De fato, Eduardo Lages não é nenhum fenômeno, mas tem presença extensa, e bem anterior à coligação com o ex-rei do iê-iê-iê ("nunca fui da jovem guarda na minha vida"). Ri ao lembrar o início: "Tocava órgão na igreja católica de dia e em puteiro à noite. Brinco que ia do céu ao inferno em dez minutos, de ônibus. Mas nos puteiros e cabarés se apresentavam os grandes artistas brasileiros. Não existiam os espaços de hoje, Credicard Hall, Olympia".

Pouco anos mais novo que a impositiva geração de Roberto, Chico, Caetano, Gil, Elis e Edu, aterrissou no ambiente dos festivais (e até venceu alguns) quando a curva já era descendente. "Cheguei a fazer música de protesto, mas muito mais por ser algo que estava na onda, e não porque estava engajado. Era muito garoto."

Credita o desinteresse à paixão que nutre sempre pela música, nunca pelas letras das canções. "Tenho 19 músicas gravadas pelo Roberto Carlos. Não sei a letra de nenhuma. Nenhuma." Não cita que são canções que não tiveram maior expressão popular, mas usa o parceiro como escudo para justificar, divertido, a má memória: "Nem ele sabe as letras que fez, canta Detalhes lendo".

Em 1970, o músico marcou presença como arranjador e compositor do então rebelde grupo carioca MAU, o Movimento Artístico Universitário, de onde despontaram Ivan Lins, Gonzaguinha e Aldir Blanc. Com Elis, o grupo foi logo cooptado pela Globo, que lançou o turbulento programa musical Som Livre Exportação. Data daí a incorporação de Lages ao santuário conservador global, onde atuou como arranjador "de tudo", do Chacrinha ao Fantástico. Foi como maestro do Globo de Ouro que se aproximou de RC, líder quase cativo das paradas semanais de sucessos (e até hoje funcionário global).

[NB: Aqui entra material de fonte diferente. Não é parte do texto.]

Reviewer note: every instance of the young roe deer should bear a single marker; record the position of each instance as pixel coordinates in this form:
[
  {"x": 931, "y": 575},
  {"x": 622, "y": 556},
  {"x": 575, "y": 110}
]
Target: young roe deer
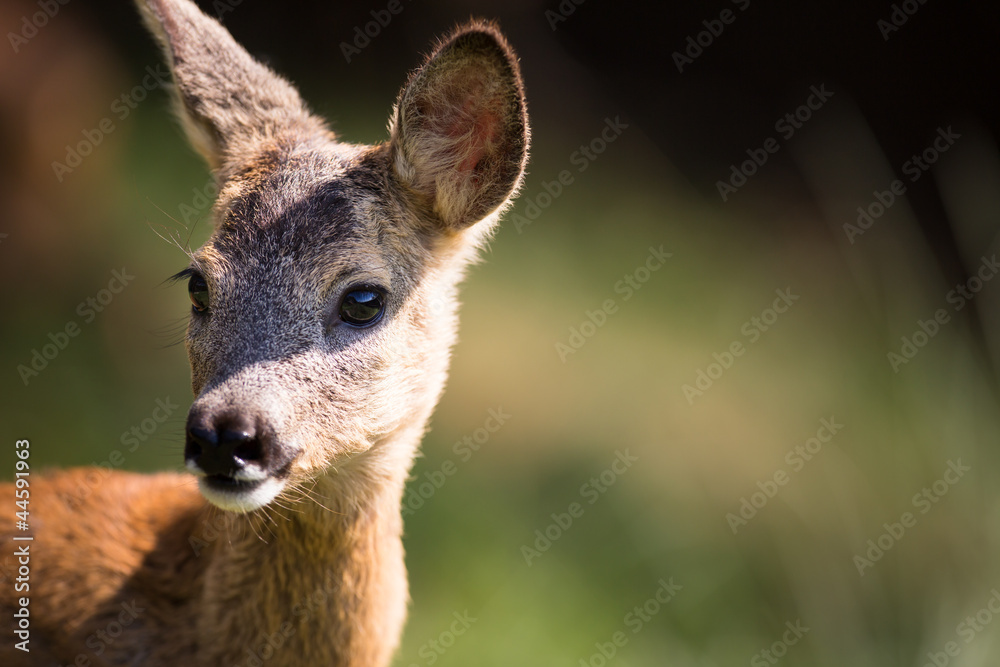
[{"x": 322, "y": 320}]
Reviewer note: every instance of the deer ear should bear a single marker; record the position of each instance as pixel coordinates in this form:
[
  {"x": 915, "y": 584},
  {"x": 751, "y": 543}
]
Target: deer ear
[
  {"x": 227, "y": 100},
  {"x": 459, "y": 132}
]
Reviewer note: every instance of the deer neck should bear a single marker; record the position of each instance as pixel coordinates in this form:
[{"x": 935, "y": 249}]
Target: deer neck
[{"x": 317, "y": 578}]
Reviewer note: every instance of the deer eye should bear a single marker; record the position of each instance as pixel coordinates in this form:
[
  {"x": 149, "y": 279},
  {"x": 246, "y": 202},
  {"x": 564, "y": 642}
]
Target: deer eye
[
  {"x": 362, "y": 307},
  {"x": 198, "y": 291}
]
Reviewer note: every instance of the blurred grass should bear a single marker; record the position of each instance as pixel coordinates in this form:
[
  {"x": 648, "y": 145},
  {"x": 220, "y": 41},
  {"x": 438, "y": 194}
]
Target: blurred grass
[{"x": 664, "y": 518}]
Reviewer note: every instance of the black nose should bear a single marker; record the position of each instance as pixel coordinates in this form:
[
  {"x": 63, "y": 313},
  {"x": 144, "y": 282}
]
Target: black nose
[{"x": 223, "y": 444}]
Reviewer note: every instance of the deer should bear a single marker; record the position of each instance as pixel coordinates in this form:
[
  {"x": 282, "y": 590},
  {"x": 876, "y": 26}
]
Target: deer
[{"x": 323, "y": 314}]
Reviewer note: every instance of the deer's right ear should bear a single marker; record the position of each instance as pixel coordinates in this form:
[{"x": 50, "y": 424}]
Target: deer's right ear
[
  {"x": 227, "y": 100},
  {"x": 459, "y": 132}
]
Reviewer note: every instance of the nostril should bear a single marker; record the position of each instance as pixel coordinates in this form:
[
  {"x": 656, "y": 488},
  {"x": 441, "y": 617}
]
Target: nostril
[
  {"x": 246, "y": 448},
  {"x": 203, "y": 436},
  {"x": 248, "y": 451}
]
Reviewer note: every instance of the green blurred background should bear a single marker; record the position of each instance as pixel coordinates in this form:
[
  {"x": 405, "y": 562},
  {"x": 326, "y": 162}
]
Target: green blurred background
[{"x": 665, "y": 517}]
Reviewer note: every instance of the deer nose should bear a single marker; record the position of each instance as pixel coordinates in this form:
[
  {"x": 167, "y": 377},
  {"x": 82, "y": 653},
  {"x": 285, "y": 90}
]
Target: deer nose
[{"x": 222, "y": 444}]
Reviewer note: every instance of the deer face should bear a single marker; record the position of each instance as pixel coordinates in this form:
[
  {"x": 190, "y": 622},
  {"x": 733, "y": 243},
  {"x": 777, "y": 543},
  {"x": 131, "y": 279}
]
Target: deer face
[{"x": 323, "y": 304}]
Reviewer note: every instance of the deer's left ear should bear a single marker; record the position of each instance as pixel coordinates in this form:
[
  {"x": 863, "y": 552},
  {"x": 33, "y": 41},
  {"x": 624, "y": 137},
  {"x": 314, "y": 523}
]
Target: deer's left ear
[{"x": 459, "y": 132}]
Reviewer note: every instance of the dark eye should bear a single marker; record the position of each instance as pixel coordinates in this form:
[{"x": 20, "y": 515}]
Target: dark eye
[
  {"x": 362, "y": 307},
  {"x": 198, "y": 291}
]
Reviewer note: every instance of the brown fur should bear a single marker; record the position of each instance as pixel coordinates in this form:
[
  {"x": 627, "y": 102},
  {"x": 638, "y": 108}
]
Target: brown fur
[{"x": 335, "y": 412}]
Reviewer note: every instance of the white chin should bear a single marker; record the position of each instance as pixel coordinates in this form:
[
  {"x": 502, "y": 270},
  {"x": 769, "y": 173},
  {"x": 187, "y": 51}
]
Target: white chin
[{"x": 241, "y": 500}]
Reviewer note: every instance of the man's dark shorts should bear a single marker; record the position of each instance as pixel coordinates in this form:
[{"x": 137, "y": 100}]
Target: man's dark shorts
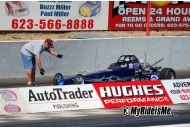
[{"x": 28, "y": 61}]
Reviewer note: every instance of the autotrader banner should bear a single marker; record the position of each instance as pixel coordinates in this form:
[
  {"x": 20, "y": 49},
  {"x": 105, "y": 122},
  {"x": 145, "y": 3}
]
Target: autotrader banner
[
  {"x": 59, "y": 98},
  {"x": 54, "y": 15},
  {"x": 164, "y": 15},
  {"x": 144, "y": 93}
]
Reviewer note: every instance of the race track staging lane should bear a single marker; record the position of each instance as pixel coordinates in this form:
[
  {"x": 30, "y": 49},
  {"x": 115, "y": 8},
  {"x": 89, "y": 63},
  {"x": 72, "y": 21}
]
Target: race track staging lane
[{"x": 95, "y": 118}]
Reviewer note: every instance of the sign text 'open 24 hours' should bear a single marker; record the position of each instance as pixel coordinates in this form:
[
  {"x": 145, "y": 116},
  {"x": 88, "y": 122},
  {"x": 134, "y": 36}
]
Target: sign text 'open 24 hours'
[
  {"x": 132, "y": 94},
  {"x": 164, "y": 15},
  {"x": 54, "y": 15}
]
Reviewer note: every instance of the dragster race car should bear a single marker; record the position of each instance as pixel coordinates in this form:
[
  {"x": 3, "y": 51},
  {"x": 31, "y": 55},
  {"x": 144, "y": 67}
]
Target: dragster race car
[{"x": 127, "y": 68}]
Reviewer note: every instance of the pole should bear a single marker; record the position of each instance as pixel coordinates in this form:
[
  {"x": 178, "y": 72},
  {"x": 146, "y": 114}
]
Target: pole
[{"x": 148, "y": 19}]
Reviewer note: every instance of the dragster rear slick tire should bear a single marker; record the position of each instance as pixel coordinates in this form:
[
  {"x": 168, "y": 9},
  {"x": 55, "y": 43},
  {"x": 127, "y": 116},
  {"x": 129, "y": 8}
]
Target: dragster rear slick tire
[{"x": 79, "y": 79}]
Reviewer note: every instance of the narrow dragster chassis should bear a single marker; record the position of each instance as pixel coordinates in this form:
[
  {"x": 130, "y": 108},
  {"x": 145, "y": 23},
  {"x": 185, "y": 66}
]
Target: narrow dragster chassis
[{"x": 127, "y": 68}]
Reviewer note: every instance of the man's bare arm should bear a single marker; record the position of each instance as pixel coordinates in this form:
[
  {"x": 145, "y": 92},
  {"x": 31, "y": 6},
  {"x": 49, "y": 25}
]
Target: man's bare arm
[
  {"x": 55, "y": 54},
  {"x": 39, "y": 62}
]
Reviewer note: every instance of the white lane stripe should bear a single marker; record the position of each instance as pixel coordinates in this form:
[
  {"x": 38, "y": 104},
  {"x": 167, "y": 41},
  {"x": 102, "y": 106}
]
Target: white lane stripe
[{"x": 173, "y": 125}]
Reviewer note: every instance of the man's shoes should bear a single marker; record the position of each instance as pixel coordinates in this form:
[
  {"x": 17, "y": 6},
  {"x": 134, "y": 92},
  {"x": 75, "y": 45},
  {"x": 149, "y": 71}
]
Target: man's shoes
[{"x": 32, "y": 84}]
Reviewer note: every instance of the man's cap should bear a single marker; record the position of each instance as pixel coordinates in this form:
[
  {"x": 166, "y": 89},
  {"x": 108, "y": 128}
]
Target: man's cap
[{"x": 49, "y": 41}]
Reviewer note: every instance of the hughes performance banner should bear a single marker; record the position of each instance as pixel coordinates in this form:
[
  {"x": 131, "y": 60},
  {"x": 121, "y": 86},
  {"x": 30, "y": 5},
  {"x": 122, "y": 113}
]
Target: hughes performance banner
[
  {"x": 54, "y": 15},
  {"x": 164, "y": 15}
]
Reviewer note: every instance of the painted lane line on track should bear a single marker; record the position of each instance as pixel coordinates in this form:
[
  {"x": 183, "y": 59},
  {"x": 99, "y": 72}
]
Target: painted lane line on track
[{"x": 174, "y": 125}]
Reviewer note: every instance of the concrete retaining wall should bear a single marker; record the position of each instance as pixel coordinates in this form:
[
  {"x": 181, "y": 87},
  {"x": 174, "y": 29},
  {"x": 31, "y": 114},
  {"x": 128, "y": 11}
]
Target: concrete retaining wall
[{"x": 83, "y": 56}]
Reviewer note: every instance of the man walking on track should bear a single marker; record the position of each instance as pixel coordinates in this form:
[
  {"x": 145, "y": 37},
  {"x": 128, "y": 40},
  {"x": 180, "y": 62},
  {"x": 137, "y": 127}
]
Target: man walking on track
[{"x": 30, "y": 54}]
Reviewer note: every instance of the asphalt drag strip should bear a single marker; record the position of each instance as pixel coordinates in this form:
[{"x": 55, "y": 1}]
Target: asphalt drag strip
[{"x": 95, "y": 118}]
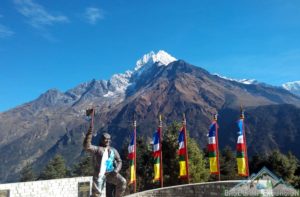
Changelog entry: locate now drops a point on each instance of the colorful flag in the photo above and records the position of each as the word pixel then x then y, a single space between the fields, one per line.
pixel 241 148
pixel 213 150
pixel 132 158
pixel 182 152
pixel 157 155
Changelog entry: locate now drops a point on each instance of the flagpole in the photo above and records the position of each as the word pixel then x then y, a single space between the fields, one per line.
pixel 217 141
pixel 134 130
pixel 242 116
pixel 161 163
pixel 186 152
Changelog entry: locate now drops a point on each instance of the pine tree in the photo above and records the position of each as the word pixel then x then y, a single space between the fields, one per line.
pixel 27 173
pixel 55 169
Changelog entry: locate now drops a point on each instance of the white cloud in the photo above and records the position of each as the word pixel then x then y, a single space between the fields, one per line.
pixel 37 15
pixel 93 15
pixel 5 32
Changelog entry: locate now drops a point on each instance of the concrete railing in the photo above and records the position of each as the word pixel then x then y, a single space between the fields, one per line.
pixel 207 189
pixel 81 187
pixel 68 187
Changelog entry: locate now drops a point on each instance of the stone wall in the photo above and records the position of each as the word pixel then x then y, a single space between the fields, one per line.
pixel 68 187
pixel 208 189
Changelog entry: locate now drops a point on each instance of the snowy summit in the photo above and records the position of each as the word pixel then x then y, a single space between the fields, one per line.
pixel 162 58
pixel 293 87
pixel 120 82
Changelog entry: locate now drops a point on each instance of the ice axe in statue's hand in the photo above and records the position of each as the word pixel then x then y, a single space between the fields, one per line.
pixel 91 113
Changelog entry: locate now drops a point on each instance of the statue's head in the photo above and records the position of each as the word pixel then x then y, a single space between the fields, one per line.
pixel 105 139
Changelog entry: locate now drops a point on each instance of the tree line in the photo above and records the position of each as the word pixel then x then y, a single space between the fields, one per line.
pixel 285 166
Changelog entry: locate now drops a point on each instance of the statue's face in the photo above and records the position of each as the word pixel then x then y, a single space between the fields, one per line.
pixel 106 142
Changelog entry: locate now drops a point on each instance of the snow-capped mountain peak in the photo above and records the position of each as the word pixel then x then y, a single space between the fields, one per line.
pixel 293 87
pixel 161 57
pixel 120 82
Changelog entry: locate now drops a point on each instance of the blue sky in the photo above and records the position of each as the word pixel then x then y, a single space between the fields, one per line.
pixel 61 43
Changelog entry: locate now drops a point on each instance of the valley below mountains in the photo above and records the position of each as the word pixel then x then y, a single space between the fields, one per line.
pixel 55 123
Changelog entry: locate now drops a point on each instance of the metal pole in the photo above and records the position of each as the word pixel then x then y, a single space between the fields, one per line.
pixel 217 141
pixel 161 163
pixel 186 152
pixel 134 130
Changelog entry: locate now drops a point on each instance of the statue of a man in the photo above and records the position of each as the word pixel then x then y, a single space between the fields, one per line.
pixel 107 165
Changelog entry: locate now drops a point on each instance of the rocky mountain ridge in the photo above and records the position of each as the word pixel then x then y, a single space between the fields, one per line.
pixel 56 123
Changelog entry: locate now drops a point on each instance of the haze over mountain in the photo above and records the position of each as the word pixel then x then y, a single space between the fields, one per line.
pixel 159 84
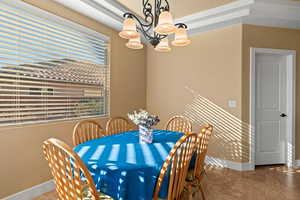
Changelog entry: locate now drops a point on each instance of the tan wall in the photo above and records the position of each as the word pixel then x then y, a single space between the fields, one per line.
pixel 179 8
pixel 275 38
pixel 22 163
pixel 197 81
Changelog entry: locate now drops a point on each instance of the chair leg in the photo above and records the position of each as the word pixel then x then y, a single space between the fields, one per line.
pixel 202 191
pixel 190 192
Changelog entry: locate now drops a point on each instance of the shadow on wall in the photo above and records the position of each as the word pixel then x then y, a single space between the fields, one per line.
pixel 231 138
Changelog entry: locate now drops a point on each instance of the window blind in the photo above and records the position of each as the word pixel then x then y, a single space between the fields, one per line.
pixel 49 71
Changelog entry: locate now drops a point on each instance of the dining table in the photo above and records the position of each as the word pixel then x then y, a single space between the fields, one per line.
pixel 125 169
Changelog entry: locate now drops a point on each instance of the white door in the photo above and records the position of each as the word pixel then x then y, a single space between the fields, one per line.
pixel 271 99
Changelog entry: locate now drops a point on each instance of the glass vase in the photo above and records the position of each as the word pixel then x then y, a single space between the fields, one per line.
pixel 145 135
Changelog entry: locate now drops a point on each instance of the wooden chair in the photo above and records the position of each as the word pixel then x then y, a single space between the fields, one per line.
pixel 117 125
pixel 179 124
pixel 201 150
pixel 67 168
pixel 177 163
pixel 86 130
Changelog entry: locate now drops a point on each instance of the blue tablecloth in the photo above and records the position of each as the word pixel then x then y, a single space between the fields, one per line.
pixel 125 169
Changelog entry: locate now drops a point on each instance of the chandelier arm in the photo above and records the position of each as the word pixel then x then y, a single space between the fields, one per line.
pixel 181 25
pixel 167 7
pixel 147 11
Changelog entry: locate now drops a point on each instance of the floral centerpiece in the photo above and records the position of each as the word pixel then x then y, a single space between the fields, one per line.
pixel 145 122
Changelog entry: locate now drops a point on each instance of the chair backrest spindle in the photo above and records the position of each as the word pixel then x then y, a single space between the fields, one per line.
pixel 177 164
pixel 86 130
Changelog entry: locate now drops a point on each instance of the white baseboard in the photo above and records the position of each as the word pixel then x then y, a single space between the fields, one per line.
pixel 297 163
pixel 33 192
pixel 228 164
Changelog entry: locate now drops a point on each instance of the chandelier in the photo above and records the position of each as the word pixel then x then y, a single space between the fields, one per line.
pixel 156 29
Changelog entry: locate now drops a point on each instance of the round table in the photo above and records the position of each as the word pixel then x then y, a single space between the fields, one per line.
pixel 125 169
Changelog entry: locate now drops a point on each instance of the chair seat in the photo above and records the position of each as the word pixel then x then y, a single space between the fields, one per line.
pixel 88 196
pixel 190 175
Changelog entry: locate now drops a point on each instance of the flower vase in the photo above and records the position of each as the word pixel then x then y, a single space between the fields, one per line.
pixel 145 135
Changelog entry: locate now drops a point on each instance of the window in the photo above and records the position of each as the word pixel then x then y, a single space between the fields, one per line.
pixel 50 70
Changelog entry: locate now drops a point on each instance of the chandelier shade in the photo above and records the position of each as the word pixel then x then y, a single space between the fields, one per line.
pixel 163 46
pixel 165 24
pixel 181 38
pixel 129 29
pixel 155 27
pixel 135 43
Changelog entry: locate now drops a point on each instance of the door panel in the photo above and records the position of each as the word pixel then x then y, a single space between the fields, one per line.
pixel 270 103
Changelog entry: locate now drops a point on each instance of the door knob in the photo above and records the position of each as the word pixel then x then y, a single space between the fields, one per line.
pixel 283 115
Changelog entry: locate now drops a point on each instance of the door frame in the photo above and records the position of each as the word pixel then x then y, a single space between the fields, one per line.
pixel 291 102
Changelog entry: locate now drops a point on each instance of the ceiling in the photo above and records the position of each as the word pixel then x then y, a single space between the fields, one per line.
pixel 199 15
pixel 179 8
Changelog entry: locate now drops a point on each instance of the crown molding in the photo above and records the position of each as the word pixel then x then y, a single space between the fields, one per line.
pixel 275 13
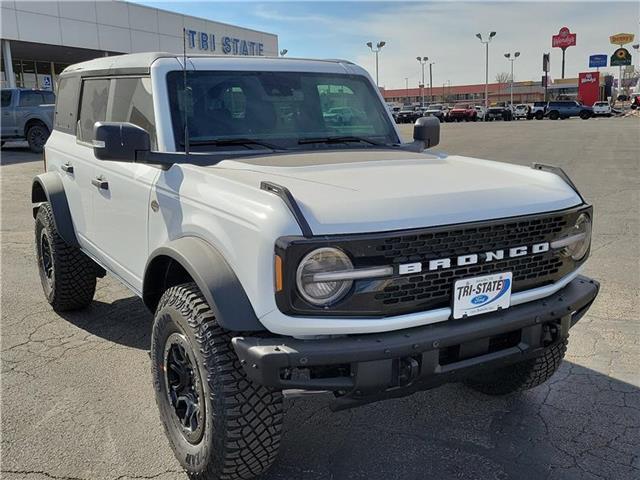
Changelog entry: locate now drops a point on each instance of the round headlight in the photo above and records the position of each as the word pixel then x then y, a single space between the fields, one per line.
pixel 323 260
pixel 582 228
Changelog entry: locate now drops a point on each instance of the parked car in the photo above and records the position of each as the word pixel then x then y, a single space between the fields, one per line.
pixel 408 114
pixel 520 111
pixel 537 111
pixel 27 115
pixel 279 257
pixel 436 110
pixel 561 109
pixel 601 109
pixel 499 112
pixel 462 112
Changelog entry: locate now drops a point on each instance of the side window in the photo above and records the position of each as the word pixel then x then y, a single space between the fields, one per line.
pixel 67 105
pixel 30 99
pixel 6 98
pixel 131 101
pixel 93 107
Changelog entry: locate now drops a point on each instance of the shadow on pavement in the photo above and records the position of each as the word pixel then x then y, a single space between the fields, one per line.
pixel 14 153
pixel 581 424
pixel 126 322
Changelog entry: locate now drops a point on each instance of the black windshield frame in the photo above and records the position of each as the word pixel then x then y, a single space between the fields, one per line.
pixel 372 114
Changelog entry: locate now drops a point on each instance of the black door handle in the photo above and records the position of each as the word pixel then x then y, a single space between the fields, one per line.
pixel 100 182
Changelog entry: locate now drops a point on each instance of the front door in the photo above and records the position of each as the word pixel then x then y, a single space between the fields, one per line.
pixel 121 190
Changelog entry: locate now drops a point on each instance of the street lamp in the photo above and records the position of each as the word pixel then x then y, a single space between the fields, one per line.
pixel 422 61
pixel 376 50
pixel 431 80
pixel 406 88
pixel 508 57
pixel 486 68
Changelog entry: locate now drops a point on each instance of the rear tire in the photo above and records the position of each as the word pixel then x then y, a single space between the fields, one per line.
pixel 67 275
pixel 521 376
pixel 238 424
pixel 37 136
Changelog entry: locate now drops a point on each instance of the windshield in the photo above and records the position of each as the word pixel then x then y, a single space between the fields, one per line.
pixel 278 109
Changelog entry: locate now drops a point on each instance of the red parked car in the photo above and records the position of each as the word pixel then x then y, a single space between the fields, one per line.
pixel 462 111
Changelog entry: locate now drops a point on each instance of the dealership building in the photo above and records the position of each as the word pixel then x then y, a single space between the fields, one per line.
pixel 40 39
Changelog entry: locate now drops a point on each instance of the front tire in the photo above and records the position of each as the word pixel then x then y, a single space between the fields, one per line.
pixel 67 275
pixel 521 376
pixel 220 425
pixel 37 136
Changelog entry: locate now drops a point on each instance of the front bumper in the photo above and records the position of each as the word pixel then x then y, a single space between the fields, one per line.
pixel 372 366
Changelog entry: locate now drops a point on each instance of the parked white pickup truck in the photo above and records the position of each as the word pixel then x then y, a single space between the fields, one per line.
pixel 280 251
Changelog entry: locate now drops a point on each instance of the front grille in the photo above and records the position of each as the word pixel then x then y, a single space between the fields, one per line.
pixel 528 271
pixel 428 290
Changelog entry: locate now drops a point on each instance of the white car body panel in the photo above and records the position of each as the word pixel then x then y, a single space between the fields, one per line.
pixel 377 190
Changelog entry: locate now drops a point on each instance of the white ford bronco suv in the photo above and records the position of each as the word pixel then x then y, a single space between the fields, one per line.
pixel 281 250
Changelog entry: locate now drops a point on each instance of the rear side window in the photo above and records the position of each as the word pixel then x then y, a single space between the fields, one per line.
pixel 130 101
pixel 93 107
pixel 31 99
pixel 6 98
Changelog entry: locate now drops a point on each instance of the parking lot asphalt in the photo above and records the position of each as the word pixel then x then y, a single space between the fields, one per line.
pixel 77 399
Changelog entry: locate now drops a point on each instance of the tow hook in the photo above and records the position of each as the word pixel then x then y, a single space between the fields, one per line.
pixel 408 370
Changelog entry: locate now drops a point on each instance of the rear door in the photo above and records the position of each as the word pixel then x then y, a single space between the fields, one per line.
pixel 8 113
pixel 122 190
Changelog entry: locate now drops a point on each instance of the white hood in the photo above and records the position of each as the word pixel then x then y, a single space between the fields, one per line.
pixel 381 190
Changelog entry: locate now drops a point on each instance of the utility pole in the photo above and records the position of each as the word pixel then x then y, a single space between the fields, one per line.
pixel 422 61
pixel 406 87
pixel 376 50
pixel 486 68
pixel 431 81
pixel 508 57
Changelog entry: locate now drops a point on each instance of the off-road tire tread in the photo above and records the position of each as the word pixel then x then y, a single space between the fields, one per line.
pixel 523 375
pixel 247 417
pixel 75 273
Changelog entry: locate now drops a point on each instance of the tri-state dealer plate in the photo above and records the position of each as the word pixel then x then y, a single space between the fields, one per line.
pixel 476 295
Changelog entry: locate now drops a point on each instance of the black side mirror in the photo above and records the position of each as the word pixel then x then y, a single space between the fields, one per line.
pixel 119 141
pixel 426 131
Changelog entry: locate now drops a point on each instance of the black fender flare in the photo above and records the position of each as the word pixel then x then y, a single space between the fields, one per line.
pixel 212 274
pixel 48 187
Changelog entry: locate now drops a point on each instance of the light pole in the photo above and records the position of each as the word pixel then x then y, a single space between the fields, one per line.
pixel 376 50
pixel 486 68
pixel 508 57
pixel 406 89
pixel 422 61
pixel 431 81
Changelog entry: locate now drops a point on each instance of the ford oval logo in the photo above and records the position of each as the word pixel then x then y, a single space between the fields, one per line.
pixel 479 299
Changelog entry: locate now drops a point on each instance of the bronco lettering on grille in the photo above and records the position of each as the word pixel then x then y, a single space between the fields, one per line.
pixel 474 258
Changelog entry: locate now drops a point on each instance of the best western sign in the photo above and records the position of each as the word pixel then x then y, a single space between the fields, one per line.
pixel 228 45
pixel 564 39
pixel 621 38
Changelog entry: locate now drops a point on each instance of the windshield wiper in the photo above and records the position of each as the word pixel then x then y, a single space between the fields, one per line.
pixel 340 139
pixel 224 142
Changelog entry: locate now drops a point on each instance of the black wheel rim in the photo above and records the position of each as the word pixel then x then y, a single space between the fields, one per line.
pixel 46 258
pixel 37 137
pixel 184 387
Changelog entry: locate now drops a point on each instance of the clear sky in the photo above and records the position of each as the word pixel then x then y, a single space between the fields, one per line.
pixel 443 31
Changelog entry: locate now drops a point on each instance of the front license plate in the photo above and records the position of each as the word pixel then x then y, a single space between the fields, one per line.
pixel 476 295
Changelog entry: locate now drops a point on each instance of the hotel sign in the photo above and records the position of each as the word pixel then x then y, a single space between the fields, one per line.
pixel 209 42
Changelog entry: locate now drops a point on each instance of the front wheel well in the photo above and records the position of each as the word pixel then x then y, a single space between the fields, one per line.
pixel 163 273
pixel 33 122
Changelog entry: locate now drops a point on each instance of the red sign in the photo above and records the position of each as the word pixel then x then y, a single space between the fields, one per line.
pixel 589 87
pixel 564 39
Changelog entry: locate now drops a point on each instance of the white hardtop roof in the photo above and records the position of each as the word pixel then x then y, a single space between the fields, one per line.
pixel 141 63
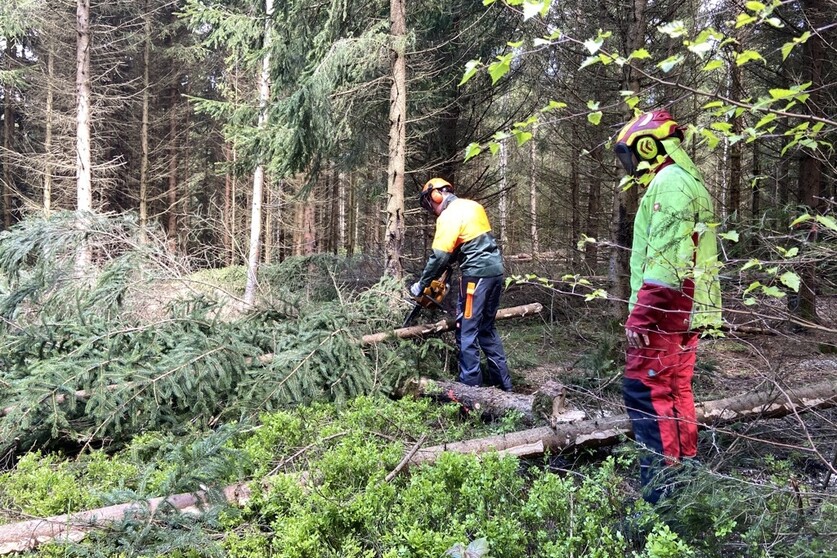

Antes mesmo de sacramentar a união, estreitava laços com o imaginário mais popular, alheio às muralhas artificiais erguidas nos anos 70 para separar a "MPB" dos "cafonas". Trabalhou com Jorge Ben, Benito di Paula, Moacir Franco, mais tarde com Nelson Gonçalves, Chitãozinho & Xororó. "Não tenho preferência musical nenhuma. Nenhuma. Prefiro o que bate aqui e me emociona, pode ser sinfonia de Beethoven ou samba de pagodeiros", resume o maestro popular.

Lages movimentou o projeto Com Amor num ano adverso para RC, um dos poucos em que não lançou o sagrado CD natalino e em que esteve mais presente no noticiário por obter de um juiz-fã a interdição e o recolhimento do livro Roberto Carlos em Detalhes, de Paulo César de Araújo. O maestro pisa em ovos ao opinar sobre o assunto.

"Dizer que ele censurou acho mentira, Roberto Carlos não está com essa bola toda. Foi à Justiça brigar pelos direitos que achava que tinha, eu faria o mesmo." Não despista o interesse pelo livro: "Corri para ler a parte que falava de mim, que aliás é bem pouco. Nada que o cara escreveu ali é mentira". E conclui, algo constrangido: "Sou contra a censura".

Um derradeiro tema vem à tona. Aos 60 anos, o que pensa sobre política o ex-garoto que acompanhou a boiada global e o símbolo de RC como o brasileiro típico que não costuma pronunciar com todas as letras a palavra "não"?

"O Brasil economicamente vai bem, né? Mas estou desesperado com a falta de educação das pessoas, do povo. Não é uma coisa popular, mas tenho que dizer, porque é minha vida: o que a gente passa em aeroporto hoje... No Galeão não tem ar condicionado, nem elevador". É o máximo de queixa "ideológica" a que se permite, antes de partir ao encontro de Hebe.